S'il fallait décrire le système religieux dans lequel vous vous trouvez, on pourrait le décrire comme une tentative d'arracher à Dieu une réaction favorable grâce à une observation de la loi et la pratique des bonnes œuvres. La limite ? On se rend vite compte que le respect le plus strict du code de la route divin ne suffit ni à compenser le péché, dans lequel on finit souvent par retomber, ni à obtenir une attitude favorable du juge : quoi que nous fassions, nous restons toujours des débiteurs insolvables... Il peut être bon de remonter à la source : d'où vous vient cette image de Dieu ? Qui vous a présenté Dieu ainsi ? Avez-vous déjà entendu d'autres manières de parler de Dieu ? Comment faites-vous coïncider cette image avec celle du Dieu que nous révèle Jésus Christ dans les Évangiles : celui qui accueille tout le monde sans exception ? Avec le Christ, on sort enfin du régime de la peur et de la sanction pour entrer dans celui du don gratuit. Saint Paul rappelle : " Il n'y a donc plus maintenant de condamnation pour ceux qui sont dans le Christ Jésus. La loi de l'Esprit qui donne la vie dans le Christ Jésus t'a affranchi de la loi du péché et de la mort. " Autrement dit, vous n'avez plus d'effort ou de sacrifices à fournir pour " gagner " votre salut : le fait d'être un débiteur insolvable n'est pas un obstacle pour Dieu. Il n'y a pas d'addition à payer ou de ticket de péage ! Le salut est offert gratuitement, sans contre partie d'aucune sorte ! On est loin de la mentalité comptable humaine. L'amour de Dieu ne varie pas en fonction de nos mérites ou de nos péchés. Il nous aime tel que nous sommes (et c'est ce que nous avons tant de mal à croire !). La question qui vous est aujourd'hui posée est la suivante : acceptez-vous d'être sauvé par Dieu malgré vos manquements, vos péchés, vos faiblesses ? Acceptez-vous d'être accepté, aimé de Dieu dès maintenant tel que vous êtes, sans n'avoir rien d'autre à répondre que oui ?
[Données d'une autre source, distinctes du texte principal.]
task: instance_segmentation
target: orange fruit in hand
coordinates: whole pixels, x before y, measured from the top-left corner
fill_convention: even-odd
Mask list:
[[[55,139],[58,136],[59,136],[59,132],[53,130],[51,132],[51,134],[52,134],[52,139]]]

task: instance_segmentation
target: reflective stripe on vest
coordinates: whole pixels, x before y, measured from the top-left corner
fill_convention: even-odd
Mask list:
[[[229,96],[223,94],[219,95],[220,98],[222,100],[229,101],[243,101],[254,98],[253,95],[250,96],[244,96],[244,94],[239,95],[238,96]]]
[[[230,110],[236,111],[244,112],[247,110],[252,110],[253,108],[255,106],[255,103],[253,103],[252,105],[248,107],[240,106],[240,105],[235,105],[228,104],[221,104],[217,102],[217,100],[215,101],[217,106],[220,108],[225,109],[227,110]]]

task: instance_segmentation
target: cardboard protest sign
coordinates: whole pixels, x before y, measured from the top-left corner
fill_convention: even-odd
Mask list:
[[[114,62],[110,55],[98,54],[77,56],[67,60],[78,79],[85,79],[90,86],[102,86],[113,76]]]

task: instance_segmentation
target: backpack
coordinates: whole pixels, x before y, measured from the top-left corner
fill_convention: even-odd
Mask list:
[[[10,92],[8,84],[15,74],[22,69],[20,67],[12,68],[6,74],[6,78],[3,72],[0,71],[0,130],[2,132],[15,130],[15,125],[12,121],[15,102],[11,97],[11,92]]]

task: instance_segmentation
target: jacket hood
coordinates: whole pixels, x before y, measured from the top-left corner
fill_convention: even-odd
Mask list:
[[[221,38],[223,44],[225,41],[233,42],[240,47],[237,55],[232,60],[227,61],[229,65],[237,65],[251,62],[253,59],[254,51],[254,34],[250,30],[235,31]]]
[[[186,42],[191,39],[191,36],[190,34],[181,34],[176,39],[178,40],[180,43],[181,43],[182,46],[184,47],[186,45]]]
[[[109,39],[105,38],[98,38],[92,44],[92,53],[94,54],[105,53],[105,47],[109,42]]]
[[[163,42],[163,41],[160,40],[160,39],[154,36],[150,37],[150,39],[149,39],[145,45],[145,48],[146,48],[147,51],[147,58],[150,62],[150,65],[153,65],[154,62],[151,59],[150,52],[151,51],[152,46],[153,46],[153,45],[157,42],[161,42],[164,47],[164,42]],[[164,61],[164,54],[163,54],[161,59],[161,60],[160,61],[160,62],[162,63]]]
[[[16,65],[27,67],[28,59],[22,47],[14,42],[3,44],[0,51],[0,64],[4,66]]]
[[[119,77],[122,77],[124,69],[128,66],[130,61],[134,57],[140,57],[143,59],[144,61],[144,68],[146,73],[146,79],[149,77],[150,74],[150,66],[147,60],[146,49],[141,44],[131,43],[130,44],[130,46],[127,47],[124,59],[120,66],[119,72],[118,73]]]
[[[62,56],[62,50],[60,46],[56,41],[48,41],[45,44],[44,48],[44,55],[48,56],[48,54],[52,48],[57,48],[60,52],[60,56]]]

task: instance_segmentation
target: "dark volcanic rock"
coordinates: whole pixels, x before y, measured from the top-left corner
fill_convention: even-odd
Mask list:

3) Dieu, ce roi tout-puissant dont il faut s’attirer les faveurs

Vous voyez en Dieu une puissance supérieure dont il faut observer la Loi et les commandements pour bénéficier, par un juste retour des choses, de sa bienveillance et de sa prodigalité. Vous êtes attaché au respect des rites religieux, qui doivent témoigner du mystère, de la beauté et de la majesté de Dieu qu'on a parfois un peu trop présenté comme un simple " copain "... Vous aimez recourir aux formes traditionnelles de prière, qui ont traversé les siècles : chapelet, pèlerinage, neuvaine. D'ailleurs, vous n'hésitez jamais à faire appel aux saints du Ciel pour leur confier vos soucis quotidiens (travail, santé, etc.). Vous insistez également sur les préceptes moraux, qui forment comme une sorte de code de la route et une colonne vertébrale pour le croyant. Ces valeurs, regrettez-vous, sont malheureusement de moins en moins respectées de nos jours, C'est en effet une chance offerte aux hommes que de recevoir ces vérités clairement définies qui permettent de s'orienter dans la vie, sans craindre de s'égarer. Vous avez également à cœur de transmettre aux plus jeunes ce trésor que vous avez reçu de vos aînés. A une époque qui semble avoir perdu le sens de la responsabilité, vous vous devez de rappeler également qu'on ne peut enfreindre les règlements de Dieu sans encourir sa légitime colère. Un automobiliste qui ne respecte pas le code de la route ne peut pas se plaindre de provoquer un accident !

Pour aller plus loin :


Face à un Dieu si grand qui se révèle dans toute sa force et sa puissance, comment subsister sans craindre d'être écrasé ? Pour approcher Dieu et entrer en relation avec lui, le peuple des croyants a tout d'abord reçu le don de la Loi. Dans son long apprentissage, retracé dans la Bible, le peuple de Dieu a ensuite de mieux en mieux compris qui était Dieu. Par sa venue, Jésus Christ a révélé que Dieu n'est pas une puissance contre l'homme mais en faveur de l'homme : c'est une puissance amie. Les relations entre Dieu et l'homme ne doivent pas être modelées sur le rapport fort contre faible, qui caractérise les rapports humains. Plus besoin, donc, de chercher des moyens de se faire valoir devant lui. L'heure des bilans et des comptes est définitivement close par Jésus Christ qui, par sa mort et sa résurrection, est venu apporter le pardon et la rémission des péchés. Il n'y a plus à s'angoisser - et à s'épuiser - pour savoir si nos œuvres et nos mérites pèsent suffisamment lourd dans la balance divine. Sous ce nouveau régime de gratuité, le désir de mettre la puissance divine au service de nos intérêts par le biais du rite accompli efficacement devient sans objet. La question vitale n'est plus " Suis-je en règle ? " mais " Est-ce que j'accepte d'être aujourd'hui aimé et sauvé par Dieu, malgré mes péchés ? " Un " oui " suffit. A travers cet accueil du salut offert gratuitement, l'homme prolonge vers les autres ce qu'il reçoit de Dieu. Il ouvre aux autres le même espace de vie que Dieu lui a ouvert. Le libéré devient libérateur.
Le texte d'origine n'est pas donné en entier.